Dal 2005 , Matilde ha accumulato centinaia di fotografie di fumo pubblicate sulla carta stampata, utilizzando anche i suoi luoghi: la minaccia climatica rappresentata dall'inquinamento da CO2 della centrale elettrica di Belchatow in Polonia; l'esplosione nucleare del 1971 sull'atollo di Mururoa nella Polinesia francese; la frattura del colpo di stato militare di Salvador Allende del 1973 al Palazzo della Moneda; la devastante ondata di incendi che ha travolto il Peloponneso nel 2007; l'abuso indiscriminato delle risorse naturali in Amazzonia negli ultimi 20 anni; e le recenti nubi di cenere del vulcano islandese Grímsvötn. "Basta leggerle per avere una visione completa dei nostri tempi turbolenti", ha osservato l'artista in un reportage.
Dalla serie "Quando vidi il fumo azzurro di Itaca", di Matilde Marín.
Una piccola stanza scarsamente illuminata offre un contrasto tra due opere dalle risonanze tecnologiche. Nella retroilluminazione digitale , Última Escena III (Ultima Scena III) del 1998, Margarita ritrae la fine dell'identità attraverso l'impersonificazione di un codice a barre e di uno schermo con i tasti di un programma di editing. Nel frattempo, una parete proietta in loop un video, Fábrica (Fabbrica) del 2015, montato appositamente per questa mostra, che ci mostra la spettacolare implosione dell'edificio 53 della Kodak , avvenuta il 18 luglio 2005 a Kodak Park (Rochester, Stati Uniti), dove si trovava la linea di produzione per la base in acetato delle pellicole fotografiche.
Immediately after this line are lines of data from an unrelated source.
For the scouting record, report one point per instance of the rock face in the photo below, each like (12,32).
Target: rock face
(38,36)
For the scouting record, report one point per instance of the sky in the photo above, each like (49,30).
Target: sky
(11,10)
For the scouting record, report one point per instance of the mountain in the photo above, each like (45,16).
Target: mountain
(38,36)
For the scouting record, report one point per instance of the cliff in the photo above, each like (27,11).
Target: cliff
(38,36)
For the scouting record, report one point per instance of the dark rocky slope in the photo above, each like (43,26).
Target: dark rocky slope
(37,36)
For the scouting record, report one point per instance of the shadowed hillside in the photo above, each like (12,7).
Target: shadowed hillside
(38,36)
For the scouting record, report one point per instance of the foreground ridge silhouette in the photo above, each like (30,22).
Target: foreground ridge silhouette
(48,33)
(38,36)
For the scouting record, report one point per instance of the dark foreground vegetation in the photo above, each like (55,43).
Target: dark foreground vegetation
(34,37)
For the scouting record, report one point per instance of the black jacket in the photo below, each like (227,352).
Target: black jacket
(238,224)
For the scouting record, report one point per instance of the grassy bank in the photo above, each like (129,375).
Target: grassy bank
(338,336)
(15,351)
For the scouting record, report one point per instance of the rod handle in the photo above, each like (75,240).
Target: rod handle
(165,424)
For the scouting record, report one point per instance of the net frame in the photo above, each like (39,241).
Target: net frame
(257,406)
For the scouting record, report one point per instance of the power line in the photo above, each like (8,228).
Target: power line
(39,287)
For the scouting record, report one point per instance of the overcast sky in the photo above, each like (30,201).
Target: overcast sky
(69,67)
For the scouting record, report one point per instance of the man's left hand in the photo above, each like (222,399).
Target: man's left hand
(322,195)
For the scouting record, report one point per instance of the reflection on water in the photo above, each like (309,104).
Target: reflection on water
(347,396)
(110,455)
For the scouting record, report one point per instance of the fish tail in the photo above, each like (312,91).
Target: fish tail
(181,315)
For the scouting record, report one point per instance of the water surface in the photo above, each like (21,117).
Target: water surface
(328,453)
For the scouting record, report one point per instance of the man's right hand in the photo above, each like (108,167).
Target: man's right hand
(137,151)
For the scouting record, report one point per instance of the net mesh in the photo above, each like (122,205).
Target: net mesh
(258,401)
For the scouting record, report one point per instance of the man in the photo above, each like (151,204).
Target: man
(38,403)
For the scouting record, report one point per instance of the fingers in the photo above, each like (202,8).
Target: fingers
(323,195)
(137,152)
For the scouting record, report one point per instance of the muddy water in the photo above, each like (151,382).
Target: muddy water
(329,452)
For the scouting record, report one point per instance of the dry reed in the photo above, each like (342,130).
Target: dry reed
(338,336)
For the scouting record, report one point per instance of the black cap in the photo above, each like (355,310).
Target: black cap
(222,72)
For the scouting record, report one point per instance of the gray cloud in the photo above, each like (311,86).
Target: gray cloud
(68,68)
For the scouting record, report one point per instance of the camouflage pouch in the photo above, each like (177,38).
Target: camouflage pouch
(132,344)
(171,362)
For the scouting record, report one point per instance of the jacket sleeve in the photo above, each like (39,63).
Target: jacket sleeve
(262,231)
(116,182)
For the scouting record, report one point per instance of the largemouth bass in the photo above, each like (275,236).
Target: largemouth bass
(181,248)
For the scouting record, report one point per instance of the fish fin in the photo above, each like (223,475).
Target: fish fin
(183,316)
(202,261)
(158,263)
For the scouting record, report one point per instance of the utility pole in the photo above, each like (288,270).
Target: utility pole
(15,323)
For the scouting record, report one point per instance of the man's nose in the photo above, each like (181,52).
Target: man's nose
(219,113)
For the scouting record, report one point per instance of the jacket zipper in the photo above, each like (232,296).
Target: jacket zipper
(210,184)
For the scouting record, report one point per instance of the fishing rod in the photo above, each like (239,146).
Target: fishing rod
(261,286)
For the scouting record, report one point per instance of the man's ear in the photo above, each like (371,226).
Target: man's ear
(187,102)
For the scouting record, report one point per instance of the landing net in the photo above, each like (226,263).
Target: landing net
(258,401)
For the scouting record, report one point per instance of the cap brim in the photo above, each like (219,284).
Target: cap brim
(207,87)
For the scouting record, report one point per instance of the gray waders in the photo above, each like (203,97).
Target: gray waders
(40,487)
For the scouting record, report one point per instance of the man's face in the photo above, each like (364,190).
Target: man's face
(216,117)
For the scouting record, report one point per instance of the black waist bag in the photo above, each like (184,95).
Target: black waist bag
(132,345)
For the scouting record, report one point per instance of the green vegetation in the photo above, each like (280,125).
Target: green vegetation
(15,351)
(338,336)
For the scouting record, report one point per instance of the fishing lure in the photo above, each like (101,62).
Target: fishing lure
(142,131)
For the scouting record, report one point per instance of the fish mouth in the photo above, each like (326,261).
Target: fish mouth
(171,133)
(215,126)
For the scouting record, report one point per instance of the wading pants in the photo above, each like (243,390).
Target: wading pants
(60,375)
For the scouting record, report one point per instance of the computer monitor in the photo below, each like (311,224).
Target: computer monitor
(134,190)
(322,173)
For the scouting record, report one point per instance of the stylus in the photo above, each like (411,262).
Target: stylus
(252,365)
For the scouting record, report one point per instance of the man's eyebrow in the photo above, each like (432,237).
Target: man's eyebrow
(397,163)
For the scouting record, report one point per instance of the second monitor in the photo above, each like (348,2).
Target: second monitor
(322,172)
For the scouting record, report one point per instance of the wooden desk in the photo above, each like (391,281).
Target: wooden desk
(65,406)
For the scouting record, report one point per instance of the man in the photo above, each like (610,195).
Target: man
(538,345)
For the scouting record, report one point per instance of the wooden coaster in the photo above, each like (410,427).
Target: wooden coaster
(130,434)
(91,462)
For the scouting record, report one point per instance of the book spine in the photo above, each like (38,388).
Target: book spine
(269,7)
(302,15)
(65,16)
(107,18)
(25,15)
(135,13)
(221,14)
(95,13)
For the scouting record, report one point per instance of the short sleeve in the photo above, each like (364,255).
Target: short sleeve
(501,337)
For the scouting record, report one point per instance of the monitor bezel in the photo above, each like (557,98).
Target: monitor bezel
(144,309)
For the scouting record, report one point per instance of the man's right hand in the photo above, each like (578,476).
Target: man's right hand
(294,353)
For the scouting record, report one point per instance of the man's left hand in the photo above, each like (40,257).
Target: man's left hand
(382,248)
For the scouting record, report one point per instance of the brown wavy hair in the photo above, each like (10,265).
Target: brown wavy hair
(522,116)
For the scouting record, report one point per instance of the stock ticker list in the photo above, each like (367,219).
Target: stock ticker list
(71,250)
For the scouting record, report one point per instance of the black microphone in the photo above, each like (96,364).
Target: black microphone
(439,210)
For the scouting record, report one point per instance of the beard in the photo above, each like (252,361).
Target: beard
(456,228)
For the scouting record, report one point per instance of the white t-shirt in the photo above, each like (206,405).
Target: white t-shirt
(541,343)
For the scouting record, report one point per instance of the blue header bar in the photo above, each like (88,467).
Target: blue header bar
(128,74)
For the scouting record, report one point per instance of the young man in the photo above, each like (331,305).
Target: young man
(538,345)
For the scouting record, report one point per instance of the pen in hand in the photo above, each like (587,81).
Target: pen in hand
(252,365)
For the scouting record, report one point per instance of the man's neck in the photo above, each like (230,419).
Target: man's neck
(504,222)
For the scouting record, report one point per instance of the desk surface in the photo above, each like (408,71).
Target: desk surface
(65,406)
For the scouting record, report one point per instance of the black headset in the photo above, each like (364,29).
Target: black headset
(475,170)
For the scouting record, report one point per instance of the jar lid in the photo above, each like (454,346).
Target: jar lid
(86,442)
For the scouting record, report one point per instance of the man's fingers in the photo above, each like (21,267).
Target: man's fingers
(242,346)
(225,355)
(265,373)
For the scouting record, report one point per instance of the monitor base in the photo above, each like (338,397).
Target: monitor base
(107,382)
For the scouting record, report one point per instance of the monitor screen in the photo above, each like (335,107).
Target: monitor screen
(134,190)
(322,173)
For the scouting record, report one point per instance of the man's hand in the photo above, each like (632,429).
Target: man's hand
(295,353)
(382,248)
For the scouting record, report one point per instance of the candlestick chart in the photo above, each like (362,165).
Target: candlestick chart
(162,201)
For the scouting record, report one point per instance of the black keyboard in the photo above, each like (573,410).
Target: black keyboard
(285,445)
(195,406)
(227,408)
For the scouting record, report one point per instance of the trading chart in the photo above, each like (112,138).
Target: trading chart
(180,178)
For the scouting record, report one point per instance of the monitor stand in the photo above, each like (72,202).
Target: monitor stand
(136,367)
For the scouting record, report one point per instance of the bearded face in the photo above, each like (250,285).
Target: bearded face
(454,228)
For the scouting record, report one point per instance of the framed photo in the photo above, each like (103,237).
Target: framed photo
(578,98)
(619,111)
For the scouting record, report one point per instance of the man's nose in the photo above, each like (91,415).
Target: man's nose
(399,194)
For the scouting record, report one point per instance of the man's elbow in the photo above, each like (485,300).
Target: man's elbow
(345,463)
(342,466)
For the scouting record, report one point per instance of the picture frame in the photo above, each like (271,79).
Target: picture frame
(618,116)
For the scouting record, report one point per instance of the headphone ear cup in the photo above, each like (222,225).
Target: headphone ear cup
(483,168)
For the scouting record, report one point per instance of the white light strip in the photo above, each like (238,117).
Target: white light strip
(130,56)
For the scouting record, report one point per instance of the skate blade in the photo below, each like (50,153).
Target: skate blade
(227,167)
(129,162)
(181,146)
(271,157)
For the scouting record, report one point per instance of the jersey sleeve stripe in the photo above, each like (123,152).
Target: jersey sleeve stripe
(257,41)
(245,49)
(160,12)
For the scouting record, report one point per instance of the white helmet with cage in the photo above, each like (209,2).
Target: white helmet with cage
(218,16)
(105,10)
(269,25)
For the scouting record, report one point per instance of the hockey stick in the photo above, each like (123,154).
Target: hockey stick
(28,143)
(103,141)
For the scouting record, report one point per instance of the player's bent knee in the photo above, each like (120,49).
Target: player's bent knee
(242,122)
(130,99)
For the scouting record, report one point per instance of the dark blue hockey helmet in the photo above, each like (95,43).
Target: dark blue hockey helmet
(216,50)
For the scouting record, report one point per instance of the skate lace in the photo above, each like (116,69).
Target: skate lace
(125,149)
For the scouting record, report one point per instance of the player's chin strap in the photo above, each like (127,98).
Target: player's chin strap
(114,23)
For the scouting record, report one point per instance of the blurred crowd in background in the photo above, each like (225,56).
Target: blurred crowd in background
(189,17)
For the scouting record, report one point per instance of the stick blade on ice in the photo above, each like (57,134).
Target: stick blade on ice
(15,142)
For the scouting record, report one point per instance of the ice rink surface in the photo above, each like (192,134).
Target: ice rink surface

L'identità, le osservazioni sulle cicatrici contemporanee e l'uso efficace dei materiali in modo minimalista rendono evidenti le sottigliezze di queste due donne che, come descrive il testo curatoriale: "Entrambe le artiste hanno incrociato i loro percorsi, condiviso contesti e perfino silenzi, ma non hanno formato una corrente continua bensì qualcosa di più potente: un'alternanza di energie, una vibrazione generosa".
La mostra ha un punto di fuga in una fotografia gigante di Marín che anticipa il passo successivo, di un altro lavoro in corso , di una serie che dialoga e recupera il percorso di uno dei suoi artisti preferiti, il russo Malevich , un mago che sapeva dire molto in pochissimi centimetri quadrati.
Alternating Currents , di Margarita Paksa e Matilde Marín, può essere visitato presso la Galleria Infinity, Av. Presidente Manuel Quintana 325.